## Analysis of Cryptocurrency News Articles

### Imports

In [20]:
import pandas as pd
import numpy as np
import re
import requests
import csv

from bs4 import BeautifulSoup
from newspaper import Article

### Data set

Using a keyword search for "cryptocurrency", I found the links for 80+ articles published in the New York Times in the last 12 months. The search pages could not be scraped automatically so I saved the html files of the results in separate files named "nytimes-cryptocurrency-1.html", "nytimes-cryptocurrency-2.html" and so on. I used BeautifulSoup to parse the html files and save the links to the individual articles.

In [32]:
urls = []
for num in range(1, 10):
    file = "nytimes-cryptocurrency-" + str(num) + ".html"
    soup = BeautifulSoup(open(file), "html.parser")
    
    for link in soup.findAll('a', attrs={'href': re.compile("^https://")}):
        urls.append(link.get('href'))

In [34]:
with open('nytimes-cryptocurrency-urls.csv', 'w') as file:
    wr = csv.writer(file, quoting=csv.QUOTE_ALL)
    wr.writerow(urls)    

### Corpus

In [40]:
articles_info = []

for link in urls:
    article_dict = {}
    article_dict["link"] = link
    article = Article(link)
    article.download()
    
    try:
        article.parse()
        article_dict["text"] = article.text
        article_dict["title"] = article.title
        article_dict["date"] = article.publish_date
        article.nlp()
        article_dict["keywords"] = article.keywords
        article_dict["summary"] = article.summary
    except:
        article_dict["text"] = np.nan
        article_dict["title"] = np.nan
        article_dict["date"] = np.nan
        article_dict["keywords"] = np.nan
        article_dict["summary"] = np.nan
        
    articles_info.append(article_dict)

corpus = pd.DataFrame(articles_info)
corpus.head()

You must `download()` an article first!
You must `download()` an article first!
You must `download()` an article first!
You must `download()` an article first!
You must `download()` an article first!
You must `download()` an article first!
You must `download()` an article first!
You must `download()` an article first!
You must `download()` an article first!
You must `download()` an article first!
You must `download()` an article first!
You must `download()` an article first!
You must `download()` an article first!
You must `download()` an article first!
You must `download()` an article first!
You must `download()` an article first!
You must `download()` an article first!
You must `download()` an article first!


Unnamed: 0,date,keywords,link,summary,text,title
0,NaT,"[world, sent, tip, state, states, board, lawye...",https://www.nytimes.com/,The Virginia State Board of Elections said it ...,The Virginia State Board of Elections said it ...,"Breaking News, World News & Multimedia"
1,NaT,"[world, sent, tip, state, states, board, lawye...",https://query.nytimes.com/,The Virginia State Board of Elections said it ...,The Virginia State Board of Elections said it ...,"Breaking News, World News & Multimedia"
2,2017-12-14,"[value, financials, reading, york, trading, bl...",https://www.nytimes.com/reuters/2017/12/14/tec...,"(Reuters) - Shares of Siebert Financial Corp, ...","(Reuters) - Shares of Siebert Financial Corp, ...",Brokerage Siebert Financial's Shares Double on...
3,2017-08-03,"[digital, market, internet, works, pension, vi...",https://www.nytimes.com/2017/08/03/style/what-...,It’s weird to say that owning cryptocurrency s...,"Unlike previous generations, many of these gre...",Grandpa Had a Pension.
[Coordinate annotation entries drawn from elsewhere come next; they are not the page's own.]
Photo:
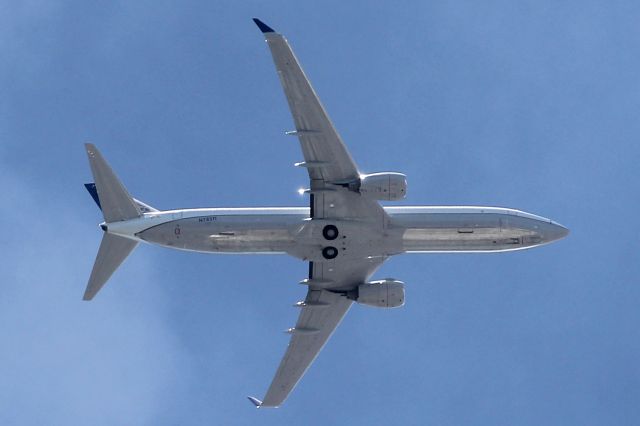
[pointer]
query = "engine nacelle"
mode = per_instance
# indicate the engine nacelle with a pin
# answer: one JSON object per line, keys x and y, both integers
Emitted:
{"x": 381, "y": 294}
{"x": 386, "y": 186}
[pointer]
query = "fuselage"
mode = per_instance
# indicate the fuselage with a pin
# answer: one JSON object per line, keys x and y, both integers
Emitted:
{"x": 410, "y": 229}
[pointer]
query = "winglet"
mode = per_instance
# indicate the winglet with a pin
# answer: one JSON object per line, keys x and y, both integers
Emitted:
{"x": 263, "y": 27}
{"x": 255, "y": 401}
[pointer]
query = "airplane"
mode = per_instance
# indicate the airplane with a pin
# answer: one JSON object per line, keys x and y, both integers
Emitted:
{"x": 345, "y": 234}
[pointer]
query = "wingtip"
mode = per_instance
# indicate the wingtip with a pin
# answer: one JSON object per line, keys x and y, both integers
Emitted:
{"x": 263, "y": 27}
{"x": 255, "y": 401}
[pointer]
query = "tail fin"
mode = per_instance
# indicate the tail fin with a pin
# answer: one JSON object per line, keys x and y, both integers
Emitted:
{"x": 143, "y": 207}
{"x": 115, "y": 201}
{"x": 113, "y": 251}
{"x": 116, "y": 205}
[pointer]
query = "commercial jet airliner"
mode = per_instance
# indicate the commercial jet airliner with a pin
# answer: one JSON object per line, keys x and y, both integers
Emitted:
{"x": 344, "y": 234}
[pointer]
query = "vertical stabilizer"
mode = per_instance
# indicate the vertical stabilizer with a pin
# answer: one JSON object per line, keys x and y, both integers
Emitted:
{"x": 113, "y": 251}
{"x": 115, "y": 201}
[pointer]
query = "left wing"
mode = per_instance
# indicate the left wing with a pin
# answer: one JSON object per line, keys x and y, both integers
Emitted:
{"x": 322, "y": 311}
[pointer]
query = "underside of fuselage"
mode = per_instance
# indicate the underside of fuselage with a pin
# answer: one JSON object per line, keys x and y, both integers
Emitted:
{"x": 289, "y": 230}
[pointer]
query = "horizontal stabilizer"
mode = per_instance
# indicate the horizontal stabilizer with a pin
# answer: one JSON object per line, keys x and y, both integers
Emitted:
{"x": 113, "y": 251}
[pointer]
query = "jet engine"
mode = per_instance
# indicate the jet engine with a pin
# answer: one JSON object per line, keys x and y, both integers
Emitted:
{"x": 386, "y": 293}
{"x": 386, "y": 186}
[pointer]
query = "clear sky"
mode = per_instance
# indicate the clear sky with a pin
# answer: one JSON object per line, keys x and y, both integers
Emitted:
{"x": 530, "y": 104}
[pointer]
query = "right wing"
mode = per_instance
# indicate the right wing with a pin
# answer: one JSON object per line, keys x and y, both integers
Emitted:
{"x": 325, "y": 156}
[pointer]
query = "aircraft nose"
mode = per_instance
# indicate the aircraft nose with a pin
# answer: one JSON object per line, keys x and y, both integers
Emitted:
{"x": 555, "y": 231}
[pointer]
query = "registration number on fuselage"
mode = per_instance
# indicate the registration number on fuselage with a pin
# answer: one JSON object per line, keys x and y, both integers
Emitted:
{"x": 208, "y": 219}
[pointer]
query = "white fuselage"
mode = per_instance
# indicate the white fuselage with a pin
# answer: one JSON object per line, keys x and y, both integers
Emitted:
{"x": 290, "y": 230}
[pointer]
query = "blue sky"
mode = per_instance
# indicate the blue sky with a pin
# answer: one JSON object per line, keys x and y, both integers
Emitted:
{"x": 532, "y": 105}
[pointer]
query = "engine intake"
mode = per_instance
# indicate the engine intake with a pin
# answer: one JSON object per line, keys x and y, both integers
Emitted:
{"x": 387, "y": 293}
{"x": 386, "y": 186}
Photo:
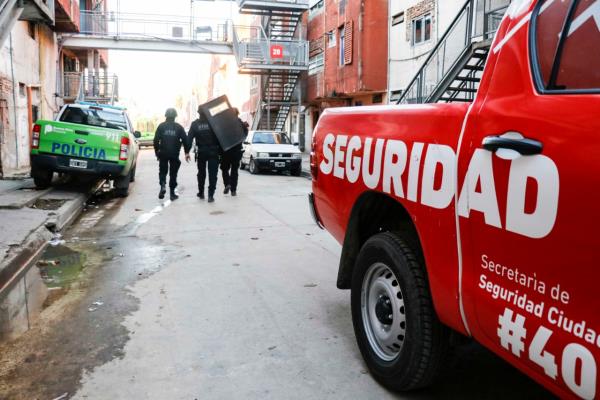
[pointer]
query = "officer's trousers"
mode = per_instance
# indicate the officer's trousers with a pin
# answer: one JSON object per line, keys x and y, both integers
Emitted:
{"x": 170, "y": 165}
{"x": 210, "y": 162}
{"x": 230, "y": 165}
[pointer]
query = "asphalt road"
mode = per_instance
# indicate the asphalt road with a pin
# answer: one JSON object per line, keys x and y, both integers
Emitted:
{"x": 230, "y": 300}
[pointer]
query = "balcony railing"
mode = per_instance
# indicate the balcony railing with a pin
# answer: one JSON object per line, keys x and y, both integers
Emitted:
{"x": 83, "y": 86}
{"x": 290, "y": 5}
{"x": 155, "y": 26}
{"x": 253, "y": 49}
{"x": 68, "y": 16}
{"x": 477, "y": 21}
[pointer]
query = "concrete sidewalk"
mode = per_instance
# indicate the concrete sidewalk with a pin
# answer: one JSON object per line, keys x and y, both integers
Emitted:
{"x": 29, "y": 219}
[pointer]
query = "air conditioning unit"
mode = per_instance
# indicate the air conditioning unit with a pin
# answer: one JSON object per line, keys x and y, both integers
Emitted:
{"x": 177, "y": 31}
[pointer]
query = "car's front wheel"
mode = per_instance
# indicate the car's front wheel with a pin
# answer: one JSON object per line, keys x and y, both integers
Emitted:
{"x": 41, "y": 177}
{"x": 252, "y": 167}
{"x": 397, "y": 330}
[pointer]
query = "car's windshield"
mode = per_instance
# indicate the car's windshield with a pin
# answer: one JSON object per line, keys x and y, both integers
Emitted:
{"x": 270, "y": 138}
{"x": 95, "y": 117}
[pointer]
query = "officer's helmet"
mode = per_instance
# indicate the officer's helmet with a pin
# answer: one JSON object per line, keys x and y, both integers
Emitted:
{"x": 171, "y": 113}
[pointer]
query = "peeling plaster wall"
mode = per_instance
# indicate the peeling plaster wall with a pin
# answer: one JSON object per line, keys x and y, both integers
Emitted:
{"x": 34, "y": 67}
{"x": 14, "y": 142}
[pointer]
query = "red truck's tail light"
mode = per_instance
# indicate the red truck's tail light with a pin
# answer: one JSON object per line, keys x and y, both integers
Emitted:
{"x": 124, "y": 149}
{"x": 35, "y": 136}
{"x": 314, "y": 171}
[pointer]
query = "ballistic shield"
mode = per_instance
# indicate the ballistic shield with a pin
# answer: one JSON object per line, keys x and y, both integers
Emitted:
{"x": 224, "y": 122}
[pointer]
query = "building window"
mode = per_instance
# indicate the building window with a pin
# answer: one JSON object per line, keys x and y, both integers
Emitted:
{"x": 398, "y": 18}
{"x": 330, "y": 39}
{"x": 395, "y": 96}
{"x": 315, "y": 63}
{"x": 31, "y": 29}
{"x": 342, "y": 36}
{"x": 421, "y": 31}
{"x": 315, "y": 8}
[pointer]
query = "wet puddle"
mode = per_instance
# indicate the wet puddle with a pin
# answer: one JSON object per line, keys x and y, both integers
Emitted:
{"x": 142, "y": 219}
{"x": 60, "y": 266}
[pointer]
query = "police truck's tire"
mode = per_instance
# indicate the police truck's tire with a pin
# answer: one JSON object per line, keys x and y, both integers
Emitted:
{"x": 41, "y": 178}
{"x": 408, "y": 350}
{"x": 252, "y": 167}
{"x": 122, "y": 184}
{"x": 132, "y": 174}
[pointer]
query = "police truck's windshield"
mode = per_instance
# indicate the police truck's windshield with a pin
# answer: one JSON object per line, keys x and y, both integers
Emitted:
{"x": 269, "y": 138}
{"x": 94, "y": 116}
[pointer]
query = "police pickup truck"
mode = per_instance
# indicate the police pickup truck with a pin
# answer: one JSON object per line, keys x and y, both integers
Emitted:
{"x": 479, "y": 218}
{"x": 86, "y": 138}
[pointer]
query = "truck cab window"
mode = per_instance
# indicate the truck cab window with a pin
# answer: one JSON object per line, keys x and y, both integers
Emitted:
{"x": 567, "y": 38}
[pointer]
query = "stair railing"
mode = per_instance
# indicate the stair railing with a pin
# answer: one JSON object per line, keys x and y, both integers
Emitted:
{"x": 465, "y": 29}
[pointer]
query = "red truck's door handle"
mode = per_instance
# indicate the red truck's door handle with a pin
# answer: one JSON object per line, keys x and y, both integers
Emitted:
{"x": 513, "y": 141}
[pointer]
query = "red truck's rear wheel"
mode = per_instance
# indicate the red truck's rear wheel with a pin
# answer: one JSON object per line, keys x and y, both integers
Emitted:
{"x": 397, "y": 330}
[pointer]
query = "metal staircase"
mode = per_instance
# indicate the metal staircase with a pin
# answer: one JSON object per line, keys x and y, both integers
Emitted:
{"x": 452, "y": 71}
{"x": 27, "y": 10}
{"x": 273, "y": 51}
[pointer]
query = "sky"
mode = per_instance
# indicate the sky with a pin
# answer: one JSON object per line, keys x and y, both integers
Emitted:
{"x": 150, "y": 82}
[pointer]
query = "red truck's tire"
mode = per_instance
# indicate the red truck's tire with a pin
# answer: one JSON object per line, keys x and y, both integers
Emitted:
{"x": 388, "y": 281}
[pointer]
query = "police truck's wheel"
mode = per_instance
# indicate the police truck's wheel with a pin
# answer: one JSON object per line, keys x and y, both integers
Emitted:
{"x": 41, "y": 178}
{"x": 397, "y": 331}
{"x": 252, "y": 167}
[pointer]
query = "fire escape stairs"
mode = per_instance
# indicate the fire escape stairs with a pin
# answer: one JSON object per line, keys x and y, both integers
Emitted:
{"x": 462, "y": 81}
{"x": 10, "y": 11}
{"x": 279, "y": 22}
{"x": 450, "y": 76}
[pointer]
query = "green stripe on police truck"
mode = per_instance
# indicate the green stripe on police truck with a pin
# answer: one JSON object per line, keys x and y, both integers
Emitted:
{"x": 76, "y": 150}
This Generation Has Cry...
4,2017-08-03,"[digital, market, internet, works, pension, vi...",https://www.nytimes.com/2017/08/03/style/what-...,It’s weird to say that owning cryptocurrency s...,"Unlike previous generations, many of these gre...",Grandpa Had a Pension. This Generation Has Cry...


In [57]:
print(corpus.shape)
corpus_df = corpus.drop_duplicates(['link'])
print(corpus_df.shape)

(295, 6)
(90, 6)


In [83]:
corpus_text = []

for index, row in corpus_df.iterrows():
    corpus_text.append(str(row['text'])) # TfidfVectorizer fit_transform method requires str

### Feature Extraction

In [94]:
from sklearn.feature_extraction.text import TfidfVectorizer
n_features = 50

tfidf_vectorizer = TfidfVectorizer(max_df=0.95, max_features=n_features, min_df=4, stop_words='english')
tfidf = tfidf_vectorizer.fit_transform(corpus_text)
tfidf_feature_names = tfidf_vectorizer.get_feature_names()

### Topic Modeling

I will use [Non-Negative Matrix Factorization](http://scikit-learn.org/stable/auto_examples/applications/plot_topics_extraction_with_nmf_lda.html#sphx-glr-auto-examples-applications-plot-topics-extraction-with-nmf-lda-py) to discover the main topics which outputs a list of terms representing the topics.

In [98]:
from sklearn.decomposition import NMF

n_topics = 10
print("Fitting the NMF model with tf-idf features for {} samples and {} features".format(len(corpus_text), len(tfidf_feature_names)))
nmf = NMF(n_components=n_topics, random_state=1, 
          alpha=.1, l1_ratio=.5).fit(tfidf)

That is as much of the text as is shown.